Drei Baukörper, ein Ensemble
Entstanden ist ein Ensemble aus drei Baukörpern: Das denkmalprägende Bestandsgebäude wird grundsaniert, entkernt, erweitert und umgebaut. Hier entstehen nach Abschluss der Arbeiten zehn neue Mietwohnungen. Ergänzt wird der Bestand durch zwei dreigeschossige Neubauten mit insgesamt 23 Wohnungen. Die Baukörper gruppieren sich behutsam um zwei erhaltenswerte, gewachsene Bäume im Innenhof und fügen sich maßvoll in die heterogene Bebauungsstruktur des Quartiers ein.

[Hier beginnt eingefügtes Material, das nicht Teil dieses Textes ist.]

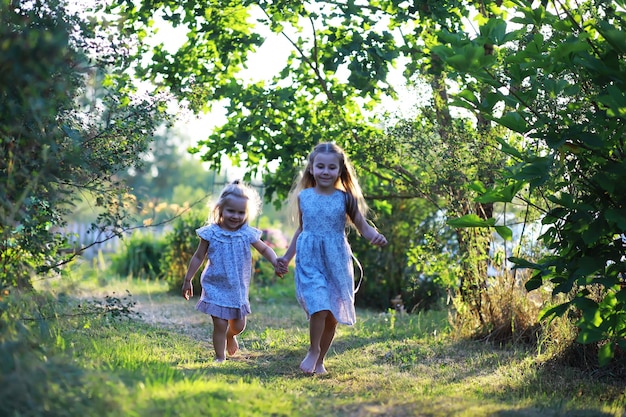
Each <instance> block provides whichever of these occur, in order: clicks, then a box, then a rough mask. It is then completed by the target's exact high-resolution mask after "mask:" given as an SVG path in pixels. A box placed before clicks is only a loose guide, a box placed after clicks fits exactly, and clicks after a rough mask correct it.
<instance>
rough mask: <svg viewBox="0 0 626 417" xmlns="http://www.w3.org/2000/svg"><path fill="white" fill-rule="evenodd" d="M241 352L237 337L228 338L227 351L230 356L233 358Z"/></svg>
mask: <svg viewBox="0 0 626 417" xmlns="http://www.w3.org/2000/svg"><path fill="white" fill-rule="evenodd" d="M238 350H239V342H237V337H236V336H233V337H230V336H226V351H227V352H228V354H229V355H230V356H233V355H234V354H235V353H237V351H238Z"/></svg>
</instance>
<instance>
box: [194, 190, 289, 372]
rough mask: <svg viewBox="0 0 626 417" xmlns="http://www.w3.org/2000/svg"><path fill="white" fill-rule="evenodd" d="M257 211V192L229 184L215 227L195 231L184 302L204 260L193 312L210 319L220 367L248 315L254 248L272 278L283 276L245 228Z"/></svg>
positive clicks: (263, 246) (210, 225)
mask: <svg viewBox="0 0 626 417" xmlns="http://www.w3.org/2000/svg"><path fill="white" fill-rule="evenodd" d="M260 206H261V201H260V198H259V195H258V193H256V191H254V189H252V188H250V187H248V186H245V185H244V184H242V183H240V182H239V181H234V182H232V183H231V184H228V185H227V186H226V187H225V188H224V189H223V190H222V192H221V194H220V196H219V199H218V201H217V203H216V205H215V207H214V209H213V212H212V219H210V220H213V223H212V224H209V225H208V226H204V227H201V228H199V229H197V230H196V233H197V234H198V236H199V237H200V243H199V244H198V248H197V249H196V252H195V253H194V254H193V257H192V258H191V261H190V262H189V267H188V269H187V274H186V275H185V280H184V282H183V287H182V291H183V297H185V299H187V300H189V298H190V297H193V286H192V285H191V280H192V279H193V277H194V275H195V274H196V272H197V271H198V269H199V268H200V266H201V265H202V263H203V262H204V260H205V259H207V264H206V267H205V268H204V271H203V272H202V275H201V278H200V282H201V284H202V295H201V296H200V301H199V302H198V304H196V309H197V310H199V311H202V312H203V313H206V314H210V315H211V317H212V318H213V348H214V349H215V361H216V362H223V361H224V360H225V359H226V351H228V354H230V355H234V354H235V353H236V352H237V350H238V349H239V344H238V343H237V338H236V336H237V335H238V334H239V333H241V332H242V331H243V330H244V329H245V328H246V316H247V315H248V314H250V312H251V311H250V300H249V299H248V290H249V288H250V277H251V275H252V254H251V250H250V245H252V246H253V247H254V248H255V249H256V250H257V251H259V253H261V255H263V257H264V258H265V259H267V260H268V261H270V262H271V263H272V265H273V266H274V270H275V271H276V274H278V275H282V274H284V273H286V272H287V271H286V269H283V268H282V267H281V266H280V265H278V264H277V262H276V253H275V252H274V250H273V249H272V248H270V247H269V246H267V245H266V244H265V243H264V242H263V241H261V240H260V237H261V231H260V230H258V229H255V228H253V227H251V226H249V225H248V220H249V219H251V218H254V216H255V215H256V214H257V212H258V211H259V209H260Z"/></svg>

Insgesamt entstehen auf einer Grundstücksfläche von rund 2.150 Quadratmetern etwa 2.685 Quadratmeter Wohnfläche.
Verantwortungsvolles und barrierefreies Wohnkonzept
Ein wesentliches Merkmal des Projekts ist der verantwortungsvolle Umgang mit Ressourcen. Der Erhalt des Bestandsgebäudes vermeidet graue Energie, die Integration der vorhandenen Bäume stärkt die Aufenthaltsqualität im Quartier. Energetisch wird das Bestandsgebäude den KfW-Standard 55 und die Neubauten im KfW-40-Standard erfüllen. Zudem wird das Quartier an die Fernwärme der Stadtwerke Heidelberg angeschlossen. Die Beheizung der Wohnungen erfolgt über Fußbodenheizung. Alle Neubauten werden barrierefrei erschlossen und verfügen über Aufzüge.

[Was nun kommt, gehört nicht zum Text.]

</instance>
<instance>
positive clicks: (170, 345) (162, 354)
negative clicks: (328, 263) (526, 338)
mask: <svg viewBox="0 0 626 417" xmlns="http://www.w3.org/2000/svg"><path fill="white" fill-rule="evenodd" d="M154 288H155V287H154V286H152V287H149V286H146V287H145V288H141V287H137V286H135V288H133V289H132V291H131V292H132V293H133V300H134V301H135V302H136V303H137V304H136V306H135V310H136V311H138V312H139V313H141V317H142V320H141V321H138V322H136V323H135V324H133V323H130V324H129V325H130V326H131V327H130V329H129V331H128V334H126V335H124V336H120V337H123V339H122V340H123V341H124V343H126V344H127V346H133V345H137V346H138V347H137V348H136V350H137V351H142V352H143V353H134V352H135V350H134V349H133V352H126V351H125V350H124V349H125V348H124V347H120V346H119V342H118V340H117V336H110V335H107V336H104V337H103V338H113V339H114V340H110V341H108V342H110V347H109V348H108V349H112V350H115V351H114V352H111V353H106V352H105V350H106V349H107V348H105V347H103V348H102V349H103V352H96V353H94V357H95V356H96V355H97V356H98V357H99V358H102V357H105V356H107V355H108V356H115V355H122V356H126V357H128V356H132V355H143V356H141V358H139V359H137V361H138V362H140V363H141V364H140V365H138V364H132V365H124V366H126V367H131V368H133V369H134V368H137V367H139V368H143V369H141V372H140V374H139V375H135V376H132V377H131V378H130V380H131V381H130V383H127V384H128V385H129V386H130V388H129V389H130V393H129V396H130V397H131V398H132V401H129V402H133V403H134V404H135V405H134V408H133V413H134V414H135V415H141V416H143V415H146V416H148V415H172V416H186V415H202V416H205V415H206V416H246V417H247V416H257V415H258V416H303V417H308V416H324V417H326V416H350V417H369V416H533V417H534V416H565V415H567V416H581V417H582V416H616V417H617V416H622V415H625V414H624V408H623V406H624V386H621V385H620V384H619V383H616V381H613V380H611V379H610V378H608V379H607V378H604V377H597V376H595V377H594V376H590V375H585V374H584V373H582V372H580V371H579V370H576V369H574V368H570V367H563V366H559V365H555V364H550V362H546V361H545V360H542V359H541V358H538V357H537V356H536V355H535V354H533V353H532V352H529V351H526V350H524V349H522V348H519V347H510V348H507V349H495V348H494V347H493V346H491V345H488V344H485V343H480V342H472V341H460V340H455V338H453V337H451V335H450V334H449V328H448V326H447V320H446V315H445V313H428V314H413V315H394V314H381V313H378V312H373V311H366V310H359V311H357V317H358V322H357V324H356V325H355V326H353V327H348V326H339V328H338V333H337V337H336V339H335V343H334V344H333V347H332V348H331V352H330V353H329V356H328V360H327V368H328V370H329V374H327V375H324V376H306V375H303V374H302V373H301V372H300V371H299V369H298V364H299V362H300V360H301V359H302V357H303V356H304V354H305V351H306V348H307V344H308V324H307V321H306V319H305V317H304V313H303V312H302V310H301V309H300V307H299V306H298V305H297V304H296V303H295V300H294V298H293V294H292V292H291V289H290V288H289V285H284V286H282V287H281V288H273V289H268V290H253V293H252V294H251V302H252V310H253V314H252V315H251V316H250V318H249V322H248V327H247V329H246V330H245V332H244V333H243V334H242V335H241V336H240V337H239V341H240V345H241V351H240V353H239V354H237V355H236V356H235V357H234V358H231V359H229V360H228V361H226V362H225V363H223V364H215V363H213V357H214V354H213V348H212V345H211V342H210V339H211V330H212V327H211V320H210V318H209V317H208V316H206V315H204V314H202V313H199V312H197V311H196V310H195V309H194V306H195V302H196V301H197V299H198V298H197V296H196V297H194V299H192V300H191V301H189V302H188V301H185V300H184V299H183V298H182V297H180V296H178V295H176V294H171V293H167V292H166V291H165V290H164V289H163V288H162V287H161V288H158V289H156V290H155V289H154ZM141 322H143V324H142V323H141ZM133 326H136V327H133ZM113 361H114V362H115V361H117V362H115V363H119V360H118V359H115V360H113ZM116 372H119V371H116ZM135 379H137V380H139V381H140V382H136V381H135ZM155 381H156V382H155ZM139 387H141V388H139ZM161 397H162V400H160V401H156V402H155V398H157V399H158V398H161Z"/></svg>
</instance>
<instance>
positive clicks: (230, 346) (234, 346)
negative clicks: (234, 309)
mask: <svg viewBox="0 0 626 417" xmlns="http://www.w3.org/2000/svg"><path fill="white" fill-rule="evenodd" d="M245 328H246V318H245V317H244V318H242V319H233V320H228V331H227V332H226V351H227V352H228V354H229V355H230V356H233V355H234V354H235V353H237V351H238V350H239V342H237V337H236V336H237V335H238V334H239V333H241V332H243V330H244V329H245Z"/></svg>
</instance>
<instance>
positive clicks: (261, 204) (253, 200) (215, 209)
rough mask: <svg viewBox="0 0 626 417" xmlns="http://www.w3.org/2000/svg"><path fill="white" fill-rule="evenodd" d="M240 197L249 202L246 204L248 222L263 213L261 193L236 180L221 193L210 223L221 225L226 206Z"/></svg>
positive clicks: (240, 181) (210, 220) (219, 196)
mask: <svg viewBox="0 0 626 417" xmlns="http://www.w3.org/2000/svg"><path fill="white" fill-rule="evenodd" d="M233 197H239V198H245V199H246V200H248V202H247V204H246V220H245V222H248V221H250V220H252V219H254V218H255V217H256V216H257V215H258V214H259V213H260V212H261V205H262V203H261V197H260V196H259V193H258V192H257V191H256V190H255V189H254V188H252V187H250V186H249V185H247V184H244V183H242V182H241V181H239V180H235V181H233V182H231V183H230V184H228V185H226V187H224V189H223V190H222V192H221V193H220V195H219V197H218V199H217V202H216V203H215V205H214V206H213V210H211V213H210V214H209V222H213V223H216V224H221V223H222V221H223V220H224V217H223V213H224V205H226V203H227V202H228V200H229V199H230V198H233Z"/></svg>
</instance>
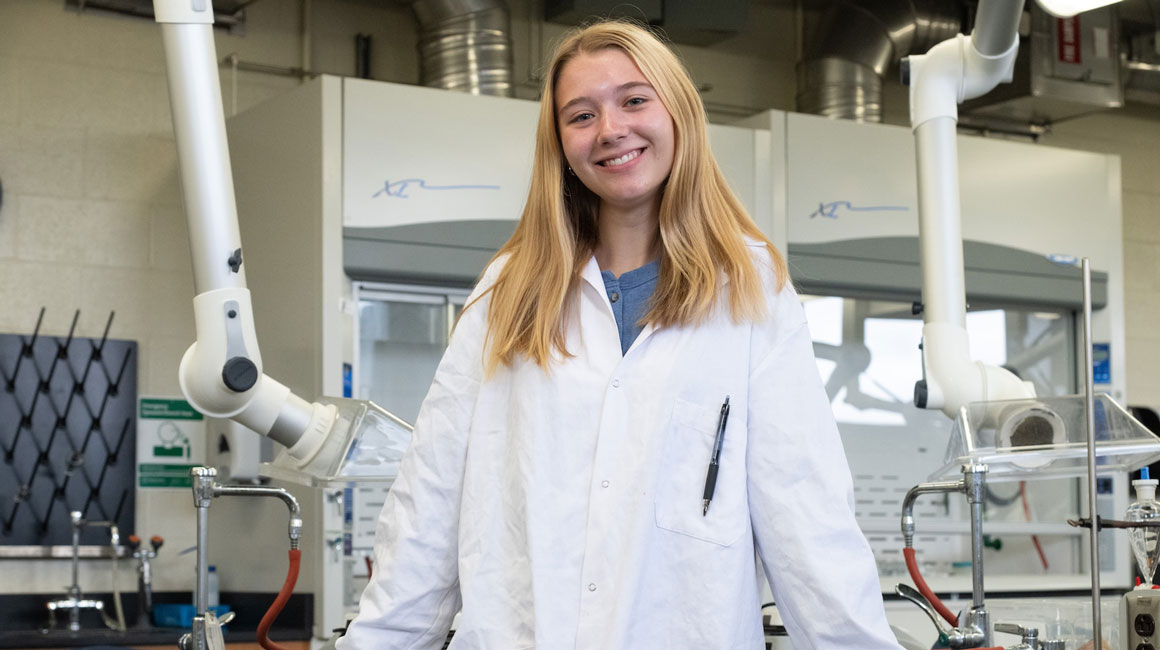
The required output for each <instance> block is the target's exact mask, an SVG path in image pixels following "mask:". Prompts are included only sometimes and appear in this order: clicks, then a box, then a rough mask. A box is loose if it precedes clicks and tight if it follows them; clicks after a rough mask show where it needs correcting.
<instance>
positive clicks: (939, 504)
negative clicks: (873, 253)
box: [802, 296, 1081, 576]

Erschließung und Mobilität
Die Tiefgarage bietet Platz für 19 Stellplätze und wird kompakt als Mittelgarage ausgeführt. Die Erschließung des Quartiers erfolgt sowohl über die Heinrich-Fuchs-Straße als auch über den Lindenweg und schafft eine gute fußläufige Durchwegung innerhalb des Areals.
Bauablauf und Projektbeteiligte
In der Umsetzung arbeitet die Stiftung Schönau mit der Firma Moser aus Baden-Baden als Generalunternehmer zusammen. Die Baustelleneinrichtung hat bereits im Januar begonnen, die Verbauarbeiten starten in diesen Tagen. Der Abschluss der Rohbauarbeiten ist für Juli 2026 vorgesehen, die Fertigstellung der Ausbauarbeiten und Außenanlagen für August 2027. Wenn alles planmäßig verläuft, wird das Bauvorhaben im September 2027 abgeschlossen sein.